I've created a header for optionally-lazy parameters (also visible in a GitHub repository). (This is not my first question based on the header.)

I have a base-class template and two derived-class templates. The base-class template has a protected constructor with a static_assert. This constructor is only called by a particular derived-class. Inside of the static_assert I'm using a decltype.

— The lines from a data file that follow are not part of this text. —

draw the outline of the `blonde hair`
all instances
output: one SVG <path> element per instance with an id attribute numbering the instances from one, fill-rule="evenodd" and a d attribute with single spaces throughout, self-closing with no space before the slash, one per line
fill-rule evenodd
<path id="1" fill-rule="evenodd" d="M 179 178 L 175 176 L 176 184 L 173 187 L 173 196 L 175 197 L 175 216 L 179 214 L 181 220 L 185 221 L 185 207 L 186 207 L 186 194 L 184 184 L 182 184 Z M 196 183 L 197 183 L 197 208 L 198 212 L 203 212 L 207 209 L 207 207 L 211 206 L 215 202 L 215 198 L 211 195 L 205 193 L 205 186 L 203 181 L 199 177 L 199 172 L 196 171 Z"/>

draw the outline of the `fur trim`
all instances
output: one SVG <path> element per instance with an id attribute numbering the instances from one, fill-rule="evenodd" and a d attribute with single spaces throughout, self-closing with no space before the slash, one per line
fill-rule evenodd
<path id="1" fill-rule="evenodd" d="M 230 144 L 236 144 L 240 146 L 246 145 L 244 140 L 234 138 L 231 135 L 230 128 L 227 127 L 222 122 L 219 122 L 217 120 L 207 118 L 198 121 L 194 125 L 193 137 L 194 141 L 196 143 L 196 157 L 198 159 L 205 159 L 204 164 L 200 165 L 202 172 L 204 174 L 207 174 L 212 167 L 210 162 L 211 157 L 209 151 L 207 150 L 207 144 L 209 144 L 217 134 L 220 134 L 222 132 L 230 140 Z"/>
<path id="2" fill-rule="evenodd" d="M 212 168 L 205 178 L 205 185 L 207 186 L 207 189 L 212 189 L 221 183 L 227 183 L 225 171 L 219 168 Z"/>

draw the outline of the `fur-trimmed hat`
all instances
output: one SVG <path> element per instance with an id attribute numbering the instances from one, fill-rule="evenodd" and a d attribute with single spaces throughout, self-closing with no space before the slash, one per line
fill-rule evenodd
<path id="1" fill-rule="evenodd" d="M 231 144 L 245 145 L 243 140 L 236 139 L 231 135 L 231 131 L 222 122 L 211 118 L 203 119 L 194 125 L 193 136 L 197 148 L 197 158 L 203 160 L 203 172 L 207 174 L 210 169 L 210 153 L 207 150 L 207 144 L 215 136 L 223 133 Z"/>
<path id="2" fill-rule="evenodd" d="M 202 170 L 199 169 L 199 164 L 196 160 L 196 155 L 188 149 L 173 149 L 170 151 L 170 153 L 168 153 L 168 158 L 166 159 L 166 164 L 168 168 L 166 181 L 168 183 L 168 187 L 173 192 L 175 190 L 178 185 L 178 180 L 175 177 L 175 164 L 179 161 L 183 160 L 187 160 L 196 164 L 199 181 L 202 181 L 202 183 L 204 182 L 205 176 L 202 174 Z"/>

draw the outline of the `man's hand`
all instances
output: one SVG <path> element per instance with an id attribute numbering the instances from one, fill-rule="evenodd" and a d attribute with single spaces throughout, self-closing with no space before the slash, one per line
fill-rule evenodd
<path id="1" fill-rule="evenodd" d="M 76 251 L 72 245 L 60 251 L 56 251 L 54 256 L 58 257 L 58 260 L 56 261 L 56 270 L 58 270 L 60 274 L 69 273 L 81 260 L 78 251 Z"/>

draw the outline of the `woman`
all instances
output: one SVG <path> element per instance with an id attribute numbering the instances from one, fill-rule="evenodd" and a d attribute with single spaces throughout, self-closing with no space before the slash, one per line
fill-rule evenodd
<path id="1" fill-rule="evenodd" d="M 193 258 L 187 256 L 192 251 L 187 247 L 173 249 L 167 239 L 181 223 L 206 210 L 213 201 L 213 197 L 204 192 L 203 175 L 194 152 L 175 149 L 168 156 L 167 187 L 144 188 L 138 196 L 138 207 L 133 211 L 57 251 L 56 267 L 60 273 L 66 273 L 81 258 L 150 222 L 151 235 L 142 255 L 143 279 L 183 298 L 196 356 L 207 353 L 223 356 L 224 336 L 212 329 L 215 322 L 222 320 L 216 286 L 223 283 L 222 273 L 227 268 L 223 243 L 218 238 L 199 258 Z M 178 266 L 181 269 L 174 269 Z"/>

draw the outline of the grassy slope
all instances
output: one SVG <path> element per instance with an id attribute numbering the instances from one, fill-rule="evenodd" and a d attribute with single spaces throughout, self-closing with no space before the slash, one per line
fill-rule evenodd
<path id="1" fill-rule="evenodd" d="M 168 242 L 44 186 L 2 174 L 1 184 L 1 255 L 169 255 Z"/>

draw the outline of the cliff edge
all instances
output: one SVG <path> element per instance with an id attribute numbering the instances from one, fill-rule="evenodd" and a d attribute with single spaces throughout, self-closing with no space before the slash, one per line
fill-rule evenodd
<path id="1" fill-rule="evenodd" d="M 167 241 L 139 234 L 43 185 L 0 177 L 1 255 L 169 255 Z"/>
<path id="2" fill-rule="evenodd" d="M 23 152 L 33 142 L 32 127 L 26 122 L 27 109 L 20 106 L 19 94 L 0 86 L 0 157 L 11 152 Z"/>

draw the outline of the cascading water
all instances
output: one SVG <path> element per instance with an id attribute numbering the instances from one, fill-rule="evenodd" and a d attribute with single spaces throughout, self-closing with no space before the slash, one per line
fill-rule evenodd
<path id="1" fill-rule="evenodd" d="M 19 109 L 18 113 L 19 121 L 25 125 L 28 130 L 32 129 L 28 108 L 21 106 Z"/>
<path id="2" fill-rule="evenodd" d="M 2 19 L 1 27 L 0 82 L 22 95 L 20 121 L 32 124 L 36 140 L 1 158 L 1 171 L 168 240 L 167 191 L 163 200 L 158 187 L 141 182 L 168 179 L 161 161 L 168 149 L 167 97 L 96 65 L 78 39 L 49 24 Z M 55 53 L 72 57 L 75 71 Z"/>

The really bizarre thing is that the type of a name inside the decltype is somehow affected by the whether or not there is a virtual destructor in my base-class template.

Here's my MCVE:

#include <type_traits>
#include <utility>

template <typename T>
class Base
{
  protected:
    template <typename U>
    Base(U&& callable)
    {
      static_assert(
          std::is_same<
              typename std::remove_reference<decltype(callable())>::type, T
            >::value,
          "Expression does not evaluate to correct type!");
    }

  public:
    virtual ~Base(void) =default; // Causes error 

    virtual operator T(void) =0;
};

template <typename T, typename U>
class Derived : public Base<T>
{
  public:
    Derived(U&& callable) : Base<T>{std::forward<U>(callable)} {}

    operator T(void) override final
    {
      return {};
    }
};

void TakesWrappedInt(Base<int>&&) {}

template <typename U>
auto MakeLazyInt(U&& callable)
{
  return Derived<
            typename std::remove_reference<decltype(callable())>::type, U>{
      std::forward<U>(callable)};
}

int main()
{
  TakesWrappedInt(MakeLazyInt([&](){return 3;}));
}

Note that if the destructor is commented out, this compiles without error.

The intent is for callable to be an expression of type U that, when called with the () operator, returns something of type T. Without the virtual destructor in Base, it appears that this is evaluated correctly; with the virtual destructor, it appears that callabele's type is Base<T> (which, as far as I can tell, makes no sense).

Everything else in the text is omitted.